Dane dotyczące ślubów i wesel w Polsce w okresie pandemii analizował prof. Piotr Szukalski z Uniwersytetu Łódzkiego – pisze "Gazeta Wyborcza". Naukowiec oparł się na oficjalnych danych z Głównego Urzędu Statystycznego.
Wynika z nich, że Polacy w okresie pandemii rzadziej zawierają związek małżeński. W lutym i marcu było to dość naturalne, bo wtedy i urzędy, i kościoły (o restauracjach czy domach weselnych nie wspominając) były po prostu zamknięte.
Ale cofnięcie lockdownu wcale nie spowodowało wzrostu liczby zawieranych małżeństw.
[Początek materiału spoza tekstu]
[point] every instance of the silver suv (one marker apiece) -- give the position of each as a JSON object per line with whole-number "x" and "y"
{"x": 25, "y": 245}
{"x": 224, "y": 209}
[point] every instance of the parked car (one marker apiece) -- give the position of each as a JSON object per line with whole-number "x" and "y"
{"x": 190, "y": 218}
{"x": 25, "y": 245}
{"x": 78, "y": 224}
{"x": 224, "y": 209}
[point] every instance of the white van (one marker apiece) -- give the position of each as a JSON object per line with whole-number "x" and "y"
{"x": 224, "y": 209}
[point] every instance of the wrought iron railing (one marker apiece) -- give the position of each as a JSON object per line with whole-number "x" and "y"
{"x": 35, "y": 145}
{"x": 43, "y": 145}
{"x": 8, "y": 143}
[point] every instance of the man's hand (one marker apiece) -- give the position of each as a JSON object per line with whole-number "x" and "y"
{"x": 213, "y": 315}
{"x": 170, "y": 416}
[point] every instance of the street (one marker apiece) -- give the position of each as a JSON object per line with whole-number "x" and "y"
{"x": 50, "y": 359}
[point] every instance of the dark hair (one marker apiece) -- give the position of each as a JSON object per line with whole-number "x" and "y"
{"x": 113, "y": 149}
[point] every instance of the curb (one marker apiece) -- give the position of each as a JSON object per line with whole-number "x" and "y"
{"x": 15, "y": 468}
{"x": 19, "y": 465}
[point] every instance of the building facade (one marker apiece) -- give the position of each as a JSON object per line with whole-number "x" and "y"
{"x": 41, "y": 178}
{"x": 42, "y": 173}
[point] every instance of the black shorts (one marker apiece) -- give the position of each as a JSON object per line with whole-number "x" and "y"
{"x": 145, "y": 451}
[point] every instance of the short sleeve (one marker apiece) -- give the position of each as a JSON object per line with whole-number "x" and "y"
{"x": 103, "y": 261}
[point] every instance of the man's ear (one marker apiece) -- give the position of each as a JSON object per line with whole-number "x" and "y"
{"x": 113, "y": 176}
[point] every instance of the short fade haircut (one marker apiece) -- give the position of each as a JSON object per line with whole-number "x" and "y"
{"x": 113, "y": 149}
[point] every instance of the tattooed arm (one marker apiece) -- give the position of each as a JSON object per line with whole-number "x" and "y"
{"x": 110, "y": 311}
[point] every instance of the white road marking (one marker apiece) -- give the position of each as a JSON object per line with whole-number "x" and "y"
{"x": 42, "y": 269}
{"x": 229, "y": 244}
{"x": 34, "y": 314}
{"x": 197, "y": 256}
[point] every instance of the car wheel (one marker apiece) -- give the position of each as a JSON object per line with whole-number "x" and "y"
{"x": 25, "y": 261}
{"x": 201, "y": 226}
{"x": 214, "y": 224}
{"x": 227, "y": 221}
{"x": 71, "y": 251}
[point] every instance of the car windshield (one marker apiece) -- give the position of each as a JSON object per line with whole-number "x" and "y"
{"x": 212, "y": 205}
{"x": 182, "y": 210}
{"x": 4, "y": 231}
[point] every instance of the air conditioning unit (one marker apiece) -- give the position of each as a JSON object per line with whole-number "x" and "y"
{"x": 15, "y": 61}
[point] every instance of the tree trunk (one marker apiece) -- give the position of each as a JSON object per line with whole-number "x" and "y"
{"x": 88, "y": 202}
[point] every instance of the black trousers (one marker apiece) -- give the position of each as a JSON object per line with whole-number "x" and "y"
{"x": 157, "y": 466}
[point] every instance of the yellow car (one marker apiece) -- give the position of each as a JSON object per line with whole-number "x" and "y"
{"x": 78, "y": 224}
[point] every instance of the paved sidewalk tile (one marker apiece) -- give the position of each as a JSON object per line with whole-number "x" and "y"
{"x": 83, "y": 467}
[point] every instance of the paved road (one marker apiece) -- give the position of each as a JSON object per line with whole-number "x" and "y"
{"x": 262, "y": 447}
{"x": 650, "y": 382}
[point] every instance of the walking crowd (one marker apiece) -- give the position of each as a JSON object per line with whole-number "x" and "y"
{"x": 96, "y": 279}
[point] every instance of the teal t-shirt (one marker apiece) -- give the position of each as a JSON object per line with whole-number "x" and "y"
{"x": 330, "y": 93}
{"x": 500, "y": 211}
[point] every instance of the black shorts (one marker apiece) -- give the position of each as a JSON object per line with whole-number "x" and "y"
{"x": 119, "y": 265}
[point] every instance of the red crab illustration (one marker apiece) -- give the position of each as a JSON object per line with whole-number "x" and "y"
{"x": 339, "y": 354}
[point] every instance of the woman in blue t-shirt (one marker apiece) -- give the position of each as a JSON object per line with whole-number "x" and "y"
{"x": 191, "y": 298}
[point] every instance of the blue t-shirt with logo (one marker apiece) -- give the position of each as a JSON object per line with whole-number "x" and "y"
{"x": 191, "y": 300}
Prof. Szukalski połączył dane z dostępnością wesel i możliwością ich organizacji. Z jego analizy wynika, że w kwietniu zawarto tylko 3,5 tys. małżeństw, podczas gdy rok wcześniej było ich 9 tys. W maju było uch 4 tys. (15,7 tys. rok wcześniej). W czerwcu zawarto 15 tys. małżeństw (rok wcześniej 26,5 tys.).
Okazuje się, że mnóstwo par zrezygnowało ze ślubu, bo nie mogły urządzić wesela. Małe imprezy na kilkadziesiąt osób można organizować bez problemu, ale w wielu regionach Polski takie wesela są uważane za "kameralne", normą zaś jest robienie przyjęć na 200-300 osób.
GIS. Wesela ponownie na celowniku Inspektoratu
Prof. Szukalski zwraca też uwagę na fakt, że sporo par mogło zrezygnować ze ślubu, gdyż wydłużony okres oczekiwania zakończył ich związek.
Ale – co ciekawe - w pierwszym półroczu spadła też liczba orzekanych rozwodów - o 31,6 proc., a liczba orzekanych separacji - prawie o połowę.